President Iain Taylor said they were not standards and therefore not valid and reliable.
He believed the Government's policy would not provide a solution to Minister of Education Anne Tolley's issue of under-achievement.
He advised his members to continue to use robust assessment practices. National standards, he said, risked damaging the motivation and learning outcomes of many children.
There is no doubt we have a large number of children graduating from primary and secondary schools who cannot pass NCEA 2. This large group of under-achievers is masked by a small group of over-achievers.
Lecturers at our universities and polytechs bemoan the poor level of numeracy and literacy of their students. We have a major performance problem, particularly at our primary schools.
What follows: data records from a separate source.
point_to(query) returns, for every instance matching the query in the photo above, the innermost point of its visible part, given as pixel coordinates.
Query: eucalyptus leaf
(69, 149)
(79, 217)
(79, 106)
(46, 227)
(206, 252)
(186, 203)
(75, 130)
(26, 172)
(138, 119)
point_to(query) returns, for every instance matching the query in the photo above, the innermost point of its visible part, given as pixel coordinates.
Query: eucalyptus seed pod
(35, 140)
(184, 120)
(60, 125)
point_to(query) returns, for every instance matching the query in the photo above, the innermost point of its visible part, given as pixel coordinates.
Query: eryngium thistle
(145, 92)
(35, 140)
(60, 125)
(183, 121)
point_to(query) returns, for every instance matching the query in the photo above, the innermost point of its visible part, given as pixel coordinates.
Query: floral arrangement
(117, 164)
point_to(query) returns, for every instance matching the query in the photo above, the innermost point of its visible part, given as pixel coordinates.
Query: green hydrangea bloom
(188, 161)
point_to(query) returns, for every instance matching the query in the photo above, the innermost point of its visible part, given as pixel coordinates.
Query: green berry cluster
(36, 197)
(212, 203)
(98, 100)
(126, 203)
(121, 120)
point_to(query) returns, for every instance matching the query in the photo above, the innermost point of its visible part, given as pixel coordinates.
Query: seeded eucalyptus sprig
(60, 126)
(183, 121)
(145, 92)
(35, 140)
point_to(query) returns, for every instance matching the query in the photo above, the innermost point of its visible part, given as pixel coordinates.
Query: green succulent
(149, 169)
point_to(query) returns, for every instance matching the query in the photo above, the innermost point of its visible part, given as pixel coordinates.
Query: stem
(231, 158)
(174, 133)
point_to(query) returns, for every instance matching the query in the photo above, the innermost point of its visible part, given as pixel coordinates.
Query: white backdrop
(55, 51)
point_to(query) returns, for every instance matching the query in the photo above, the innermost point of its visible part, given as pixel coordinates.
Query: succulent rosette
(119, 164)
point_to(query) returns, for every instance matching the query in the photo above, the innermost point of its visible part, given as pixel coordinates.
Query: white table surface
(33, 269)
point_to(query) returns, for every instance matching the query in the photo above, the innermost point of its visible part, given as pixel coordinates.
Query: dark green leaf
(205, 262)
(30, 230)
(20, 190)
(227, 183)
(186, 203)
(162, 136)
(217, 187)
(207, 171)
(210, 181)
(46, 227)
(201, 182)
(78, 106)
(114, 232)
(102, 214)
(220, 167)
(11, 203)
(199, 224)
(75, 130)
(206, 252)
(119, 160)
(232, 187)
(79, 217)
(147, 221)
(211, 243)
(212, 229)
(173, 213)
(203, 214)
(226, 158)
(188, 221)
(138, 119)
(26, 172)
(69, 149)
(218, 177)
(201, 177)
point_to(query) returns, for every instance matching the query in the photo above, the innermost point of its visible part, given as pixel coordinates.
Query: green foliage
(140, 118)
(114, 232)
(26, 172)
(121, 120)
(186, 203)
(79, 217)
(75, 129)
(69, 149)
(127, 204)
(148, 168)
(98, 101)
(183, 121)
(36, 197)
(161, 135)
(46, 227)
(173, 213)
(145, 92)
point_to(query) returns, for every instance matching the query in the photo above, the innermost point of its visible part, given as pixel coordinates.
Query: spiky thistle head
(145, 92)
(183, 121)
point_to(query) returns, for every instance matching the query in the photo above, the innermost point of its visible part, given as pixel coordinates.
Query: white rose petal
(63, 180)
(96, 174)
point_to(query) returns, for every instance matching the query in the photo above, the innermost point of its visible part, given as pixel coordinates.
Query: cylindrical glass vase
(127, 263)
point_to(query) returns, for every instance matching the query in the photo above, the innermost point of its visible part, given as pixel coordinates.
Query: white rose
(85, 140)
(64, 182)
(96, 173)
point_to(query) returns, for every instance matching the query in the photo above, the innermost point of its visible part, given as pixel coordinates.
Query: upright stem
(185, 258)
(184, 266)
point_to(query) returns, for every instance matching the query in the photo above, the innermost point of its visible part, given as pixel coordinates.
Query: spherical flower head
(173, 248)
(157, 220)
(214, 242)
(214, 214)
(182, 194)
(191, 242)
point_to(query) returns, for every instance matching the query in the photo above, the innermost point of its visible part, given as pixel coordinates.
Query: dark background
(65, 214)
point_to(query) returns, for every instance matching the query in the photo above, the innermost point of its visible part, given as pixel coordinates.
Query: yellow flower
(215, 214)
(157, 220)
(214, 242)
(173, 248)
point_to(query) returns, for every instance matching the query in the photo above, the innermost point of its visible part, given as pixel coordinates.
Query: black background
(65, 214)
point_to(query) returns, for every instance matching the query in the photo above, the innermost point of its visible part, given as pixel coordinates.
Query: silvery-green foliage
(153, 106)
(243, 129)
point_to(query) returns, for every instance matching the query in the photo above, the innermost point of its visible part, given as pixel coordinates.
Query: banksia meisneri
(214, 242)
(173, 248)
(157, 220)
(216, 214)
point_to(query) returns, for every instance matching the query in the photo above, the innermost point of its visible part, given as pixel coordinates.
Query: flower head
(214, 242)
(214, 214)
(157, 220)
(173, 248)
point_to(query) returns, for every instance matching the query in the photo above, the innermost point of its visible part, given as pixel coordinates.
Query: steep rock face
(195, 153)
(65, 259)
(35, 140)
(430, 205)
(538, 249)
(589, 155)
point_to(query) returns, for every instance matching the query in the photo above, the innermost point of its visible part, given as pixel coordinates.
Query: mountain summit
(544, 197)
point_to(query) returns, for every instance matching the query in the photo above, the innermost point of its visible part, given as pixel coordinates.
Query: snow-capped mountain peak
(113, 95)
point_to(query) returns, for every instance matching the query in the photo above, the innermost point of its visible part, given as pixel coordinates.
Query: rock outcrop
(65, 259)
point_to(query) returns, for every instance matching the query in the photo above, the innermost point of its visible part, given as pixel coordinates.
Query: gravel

They are tremendous caregiving sites but very poor education-providing sites.
They continue to fail large numbers of children in literacy, numeracy and comprehension.
Regretfully parents don't start to find out their children have significant difficulties until they become assessed at secondary school. For many this is too late.
We need a national assessment standard for the benefit of parents and children. Education can no longer be left in the hands of education providers called principals who believe they and they alone are the judges of their performance in educating our children.
The debate about national standards and the application of a standard is vitally important for parents and children.
National standards and our education system must continue to focus more fully on the rights of parents and children against principals who continue to believe they know better than everybody solely because they applaud themselves to the top of their little empire and their little world called their school.
All parents want their children to perform well at school. Unlike Taylor, we can no longer tolerate a mishmash of varying standards applied across the whole country.
We must lift the performance of schools rated decile 5 or less.
If these schools require greater resourcing and more capacity to lift the performance of these children, then let us have that conversation. Do not fraudulently raise all sorts of excuses as to why a national standard should not be rolled out.
We must keep coming back to the reasons schools and education systems exist. They do not exist as an employment agency for principals and teachers who have no performance indicators in their job. They don't exist for principals to not comply with the directions of their employer. In every other job they'd be down the road. If principals want to become politicians, they should resign from their job and stand for Parliament.